Artigo reflete sobre pobreza evangélica

Sempre que lemos ou ouvimos sobre pobreza na Bíblia, não conseguimos Ter muita clareza de que pobreza é a bem aventurada, se é a espiritual ou material. No artigo desta semana do Pe. Johan Kollings divulgado pelo site da arquidiocese de Belo Horizonte nos ajudará a compreender o verdadeiro sentido quando o Senhor quando fala sobre as bem-aventuranças.

“Diante da insistente pregação de Jesus e da Igreja em favor dos pobres surge sempre alguma incomodação. Será que Jesus está querendo dizer os pobres materiais? E que dizer então dos que não são tão pobres assim? Nas conhecidas Bem-Aventuranças conforme Mateus, texto do evangelho de 3 de fevereiro (Mt 5,1-12a), Jesus felicita os ‘pobres no espírito’. Esta frase suscita perguntas. Será que os ‘pobres no espírito’ são pobres num sentido diferente, não material? Será possível ser pobre no espírito e rico materialmente? Na realidade, pobre é pobre… ‘No espírito’ é um reforço, significa que a pobreza atinge a pessoa inteira, até o cerne. Ora, outra pergunta é se Jesus felicita os pobres porque a pobreza é boa – e então, deveriam continuar nela. Ou serão a pobreza, a aflição, a opressão, a fome, as situações às quais Jesus se refere para anunciar uma mudança radical?

Tudo indica que Jesus anuncia uma mudança. As regras costumeiras de nossa sociedade já não valem. Já no Antigo Testamento ( 1ª leitura, Sofonias 2,3; 3,12-13), Deus mostra que seu favor não depende de poder e riqueza. Ele prefere aqueles que praticam a justiça, ainda que pobres: os ‘pobres de Javé’. Isso era difícil entender para os antigos israelitas, que – como muita gente hoje – viam na riqueza uma prova do favor de Deus.

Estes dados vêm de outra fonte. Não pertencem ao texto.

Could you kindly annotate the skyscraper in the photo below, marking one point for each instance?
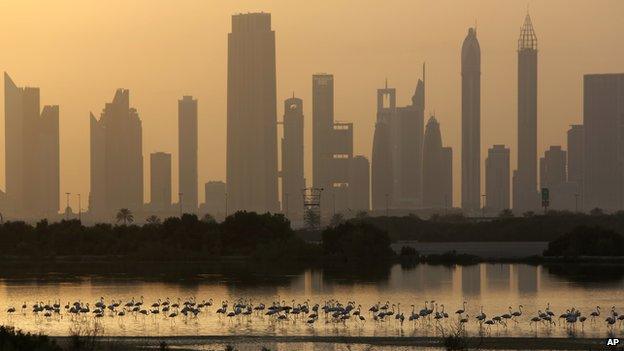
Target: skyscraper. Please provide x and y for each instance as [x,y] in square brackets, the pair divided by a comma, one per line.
[527,198]
[359,184]
[437,168]
[603,108]
[497,179]
[332,146]
[187,148]
[252,114]
[293,180]
[32,153]
[471,121]
[160,181]
[116,158]
[383,162]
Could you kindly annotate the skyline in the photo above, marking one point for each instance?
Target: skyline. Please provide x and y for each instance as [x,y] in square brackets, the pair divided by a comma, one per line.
[72,173]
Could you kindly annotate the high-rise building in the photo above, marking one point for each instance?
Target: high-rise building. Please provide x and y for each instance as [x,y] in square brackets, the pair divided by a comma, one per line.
[383,162]
[293,180]
[359,184]
[471,121]
[31,153]
[603,108]
[187,157]
[332,147]
[252,115]
[497,187]
[116,158]
[216,198]
[553,167]
[437,168]
[527,198]
[160,181]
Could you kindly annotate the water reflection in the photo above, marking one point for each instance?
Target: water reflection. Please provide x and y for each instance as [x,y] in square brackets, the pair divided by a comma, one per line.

Jesus, no evangelho, promete o reino de Deus aos que de fato sofrem e aos que têm o espírito dos ‘pobres de Deus’, os que não pretendem dominar os outros pelo poder e a riqueza, mas se dispõem a colaborar na construção do reino de amor, justiça e paz, tornando-se pobres, colocando-se do lado dos pobres e confiando antes de tudo no poder de Deus e no valor de sua ‘justiça’, que é a sua vontade, seu plano de salvação. Os ‘pobres de Deus’ assumem atitudes inspiradas por Deus e seu reino: pobreza (não apenas forçosa, mas no espírito e no coração), paciência (com firmeza), justiça (com garra), paz (na sinceridade) etc. Aos que não julgam as coisas em função do ter e do poder, mas adentram o mundo da pobreza e o assumem, Jesus anuncia a felicidade (‘ bem-aventurança ‘) do reino. São os cidadãos do reino, os herdeiros da terra prometida. De fato, o ‘manso’, o não-violento tem bem mais condições de usar a terra que o grileiro.

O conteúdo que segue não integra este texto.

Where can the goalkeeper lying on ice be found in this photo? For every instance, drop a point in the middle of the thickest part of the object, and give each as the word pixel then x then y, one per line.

Os pobres solidários constroem uma sociedade melhor que os ricos egoístas. Já ouvi dizer que as Bem-aventuranças não querem dizer os pobres materialmente, porque esses não podem ser os ‘promotores da paz’ aos quais se refere a sétima bem-aventurança (Mt 5,9). Mas será que a verdadeira paz, fruto da justiça, não é promovida pelos pobres e os que em solidariedade com eles lutam pelo direito de todos?

O apóstolo Paulo ensina que Deus escolheu os pobres e os simples para envergonhar os que se acham importantes (2ª leitura, 1 Coríntios 1,26-31). Deus é quem têm a última palavra. Demonstrou isso em Jesus, morto e ressuscitado. Demonstrou isso também em Paulo, que abandonou seu status de judeu e fariseu, para se tornar desprezado, seguidor de Jesus. Não pelo status e o poder, mas pelo despojamento radical é que Paulo se tornou participante da obra de Cristo.

Devemos optar, na vida, pelos valores do reino e não pelo nosso próprio poder, geralmente baseado na opressão, exploração etc. Devemos optar pelos pobres e não pelos que os empobrecem… Para isso precisamos de desprendimento, pobreza até no nosso íntimo (‘ no espírito ‘). A bem-aventurança não vale para pobre com mania de rico!

Os pobres no espírito são os que não apenas ‘quereriam’, mas efetivamente querem e optam por formar ‘povo de Deus‘ com os oprimidos e empobrecidos, porque têm fome e sede do reino de Deus e sua justiça.